A new poll conducted by CNN and ORC International shows that three issues are shaping voters' decisions leading up to the 2016 presidential election, illegal immigration, abortion, and gun control.

According to this story from CNN.com, in June 2011, 22 percent of voters called gun policy an "extremely important" issue in their vote for president. That number has risen 20 points since then to 42 percent.

According to the polling data, the public is broadly in favor of expanded background checks for gun buyers and preventing people with mental illness from purchasing guns, the story says. At the same time, however, this new poll shows majorities think current laws are going in the wrong direction, or that they're too harsh. People also doubt expanded background checks would keep guns out of the hands of criminals or the mentally ill, according to the poll.

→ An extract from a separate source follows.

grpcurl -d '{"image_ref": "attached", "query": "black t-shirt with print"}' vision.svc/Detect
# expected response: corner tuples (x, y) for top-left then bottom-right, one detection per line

After the shooting in Newtown, Connecticut in 2012, 56 percent of people polled said existing laws make it too easy for people to buy guns. Now, that number is down to 41 percent. About half say the current laws are about right, and 10 percent say they make it too difficult to buy a gun.

Among those who currently think it's too easy to buy a gun, only small majorities believe that implementing more comprehensive background checks for all gun purchases would be likely to stop gun purchases by the mentally ill (53 percent) or convicted criminals (55 percent), the story says.

If these numbers are believed to be reflective of the national opinion, there seems to be no overwhelming feeling about current gun laws, but certainly there is doubt that proposed legislation and enhanced background checks will do anything at all to reduce gun violence or to decrease the number of guns that find their way into the hands of criminals.

The poll also reveals that voters view President Barack Obama negatively when it comes to his handling of gun policy, with 59 percent saying they disapprove and only 35 percent approving of his work. The numbers say that dropoff comes primarily from a change of liberal opinions.